The honeycomb body 1 and the outer cylinder 3 in this space 5
Is the sum of the thickness of the intermediate cylinder 2 and the thicknesses of the upstream brazing portion 40 and the downstream brazing portion 41, and the diameter of the upstream end face vicinity bonding portion 10 of the honeycomb body 1 when used is It is of a sufficient size that it does not come into contact with the outer cylinder 3 even if it thermally expands. That is, according to the metal carrier of this embodiment,
The honeycomb body 1 has sufficient strength against the external force such as pulsation of exhaust gas due to the joint portion 10 near the upstream end surface. Even if the upstream end face vicinity joint 10 is greatly expanded in the radial direction, contact with the outer cylinder 3 is prevented by the presence of the space 5, so that thermal stress acts on the upstream end face vicinity joint 10. Is prevented.

Further, in the central portion of the honeycomb body 1, since the flat plate and the corrugated plate are not joined, the thermal stress is absorbed by the relative movement of the flat plate and the corrugated plate even if they expand and come into contact with the intermediate cylinder 2. To be done.
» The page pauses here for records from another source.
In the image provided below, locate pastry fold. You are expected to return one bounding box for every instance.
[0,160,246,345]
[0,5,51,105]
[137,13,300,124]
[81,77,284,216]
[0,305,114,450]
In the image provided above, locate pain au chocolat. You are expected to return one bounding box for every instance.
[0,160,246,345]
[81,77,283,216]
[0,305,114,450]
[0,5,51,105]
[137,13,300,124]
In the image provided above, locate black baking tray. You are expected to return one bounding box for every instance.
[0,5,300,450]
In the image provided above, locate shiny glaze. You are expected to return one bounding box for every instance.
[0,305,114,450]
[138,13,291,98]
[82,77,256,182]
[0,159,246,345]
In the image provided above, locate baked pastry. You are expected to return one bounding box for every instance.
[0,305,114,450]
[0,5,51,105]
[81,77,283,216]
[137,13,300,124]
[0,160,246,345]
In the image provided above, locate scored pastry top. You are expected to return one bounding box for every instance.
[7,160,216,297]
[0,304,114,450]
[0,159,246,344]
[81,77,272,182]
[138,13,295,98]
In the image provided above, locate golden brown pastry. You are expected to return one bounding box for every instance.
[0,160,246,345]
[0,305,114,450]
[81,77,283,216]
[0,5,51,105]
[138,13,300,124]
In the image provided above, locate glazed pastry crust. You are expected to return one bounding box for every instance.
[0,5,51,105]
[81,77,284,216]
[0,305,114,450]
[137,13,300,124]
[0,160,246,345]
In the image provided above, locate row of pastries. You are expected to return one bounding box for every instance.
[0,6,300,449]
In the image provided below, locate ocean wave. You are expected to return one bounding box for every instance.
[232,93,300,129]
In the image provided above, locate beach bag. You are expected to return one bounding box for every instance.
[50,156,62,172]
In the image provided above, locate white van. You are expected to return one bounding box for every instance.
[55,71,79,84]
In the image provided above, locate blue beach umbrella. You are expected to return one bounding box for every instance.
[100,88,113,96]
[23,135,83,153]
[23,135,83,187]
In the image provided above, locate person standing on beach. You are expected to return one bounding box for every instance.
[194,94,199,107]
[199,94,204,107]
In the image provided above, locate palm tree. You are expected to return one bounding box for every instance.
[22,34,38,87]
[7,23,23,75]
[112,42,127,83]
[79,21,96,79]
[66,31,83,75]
Further, the downstream end face vicinity joint portion 11 is joined to the intermediate cylinder 2, but the thermal expansion of the downstream end face vicinity joint portion 11 is absorbed by the deformation of the bending portion 21 and the generation of thermal stress is prevented.

Then, the honeycomb body 1 has a downstream brazing portion 4
1 is joined to the intermediate cylinder 2, and the intermediate cylinder 2 is joined to the outer cylinder 3 only at the upstream brazing portion 40. Therefore, since the honeycomb body 1 can freely expand and contract in the axial direction, generation of thermal stress in the axial direction is also prevented.

[0022]

According to the metal carrier for exhaust gas purifying catalyst of the present invention, the generation of thermal stress is further prevented as compared with the conventional metal carrier, so that the generation of cracks in the honeycomb body is further prevented. It is possible to have a longer life.

[Brief description of drawings]

FIG. 1 is a vertical sectional view of a metal carrier for an exhaust gas purification catalyst according to an embodiment of the present invention.

FIG. 2 is a perspective view illustrating the configuration of an exhaust gas purification catalyst metal carrier according to an embodiment of the present invention.

[Explanation of symbols]

1: Honeycomb body 2: Intermediate tube
3: Outer cylinder 10: Upstream side end face vicinity joining part 40, 41: Brazing part

 ─────────────────────────────────────────────────── ─── Continuation of front page (72) Inventor Keizo Tanaka 1 Toyota-cho, Toyota-shi, Aichi Toyota Automobile Co., Ltd.

Claims (1)

[Claims] 1. A honeycomb body in which flat plates and corrugated plates are stacked and wound in a roll shape, an outer cylinder for housing the honeycomb body, and an intermediate cylinder interposed between the honeycomb body and the outer cylinder. A metal carrier for an exhaust gas purification catalyst, which comprises a honeycomb body having a joint near the upstream end face where the flat plate and the corrugated plate are joined at least near the upstream end face located upstream of the exhaust gas. The upstream end of the intermediate cylinder, which is located on the upstream side of the exhaust gas, is joined to the outer cylinder and the downstream end is joined to the honeycomb body, and the axial length of the intermediate cylinder is the honeycomb. It is shorter than the axial length of the body, and the joint between the upstream end of the intermediate cylinder and the outer cylinder is located downstream of the vicinity of the upstream end face of the honeycomb body. A metal carrier for an exhaust gas purification catalyst.